What can you do about it

As we discussed above, the findings aren’t great, as they imply that AI-generated code brings security risks, even with security-centric prompting. None of this is to say that you shouldn’t tap into the productive power of AI coding platforms and tools, nor that they aren’t helpful. However, they should be used with some safeguards and guardrails in place to mitigate organizational risks while still reaping the benefits.

• Spec-Driven Development: This study shows you can’t prompt your way out of these problems. But you can establish clear tests and specifications and then test to ensure the code passes. You can even use a different LLM to write these and play the two against each other.
• Use security-conscious prompts: Prompting alone didn’t solve the problem, but security-focused prompts had significantly fewer vulnerabilities.
• MCP servers: Give AI coding agents tools that force them to check their work by validating code with SAST, SCA, and Secrets scans
• Code review: Review code for design and security posture drift, and consider AI tools to reduce some of the burden here.

Resources

The team at Endor Labs has put together a mix of resources and products to help you implement security guardrails and best practices in your organization while still capturing the benefits of AI coding tools. 

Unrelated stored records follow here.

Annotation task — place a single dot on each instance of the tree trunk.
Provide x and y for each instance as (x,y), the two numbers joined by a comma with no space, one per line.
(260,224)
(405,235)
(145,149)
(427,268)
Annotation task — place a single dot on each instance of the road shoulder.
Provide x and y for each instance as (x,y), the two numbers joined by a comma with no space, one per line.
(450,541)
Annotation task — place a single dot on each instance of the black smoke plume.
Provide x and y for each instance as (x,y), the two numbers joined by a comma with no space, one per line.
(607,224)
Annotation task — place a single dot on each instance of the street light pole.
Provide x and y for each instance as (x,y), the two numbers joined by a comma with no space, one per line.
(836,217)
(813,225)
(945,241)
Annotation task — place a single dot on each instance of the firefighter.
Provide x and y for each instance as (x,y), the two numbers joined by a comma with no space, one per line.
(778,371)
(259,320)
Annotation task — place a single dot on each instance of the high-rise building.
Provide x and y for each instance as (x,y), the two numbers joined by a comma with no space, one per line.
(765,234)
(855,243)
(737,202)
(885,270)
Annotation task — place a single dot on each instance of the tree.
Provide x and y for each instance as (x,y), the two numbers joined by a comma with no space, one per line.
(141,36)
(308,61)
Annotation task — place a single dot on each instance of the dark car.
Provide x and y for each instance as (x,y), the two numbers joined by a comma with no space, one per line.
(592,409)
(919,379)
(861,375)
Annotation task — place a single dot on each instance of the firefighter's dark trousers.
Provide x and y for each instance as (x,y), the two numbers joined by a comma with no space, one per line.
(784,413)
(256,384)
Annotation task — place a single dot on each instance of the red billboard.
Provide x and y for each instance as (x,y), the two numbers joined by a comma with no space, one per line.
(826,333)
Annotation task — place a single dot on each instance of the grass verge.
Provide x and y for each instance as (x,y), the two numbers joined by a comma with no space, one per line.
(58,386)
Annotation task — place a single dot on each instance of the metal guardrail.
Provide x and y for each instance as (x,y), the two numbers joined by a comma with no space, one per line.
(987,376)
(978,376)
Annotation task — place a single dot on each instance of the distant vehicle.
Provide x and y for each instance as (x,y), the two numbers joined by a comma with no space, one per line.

• Prompt library: Compiles 40+ security-conscious prompts for coding. It’s based on an academic research paper that found that the recursive criticism and improvement (RCI) format was the most effective method. It forces the LLM to review its code and consider security implications.
• MCP server: Offers a full MCP server with built-in rules and security tools that forces AI coding agents to check their work by validating code with SAST, SCA, and secrets scans.
• Code review: AI Security Code Review uses multiple agents to review pull requests (PRs) for design flaws (for example, cryptographic library changes) that impact your security posture.

Conclusion

As discussed above, taking steps such as spec-driven development, utilizing security-centric prompting, leveraging coding agents to review outputs, and natively integrating with MCP servers and capabilities can enable secure AI-coding adoption. AI and LLMs has fundamentally changed the nature of modern software development and its imperative on the security community to modernize our approach to secure coding to be a trust business enabler, leveraging the same technologies as our peers in development without introducing unnecessary toil and delays.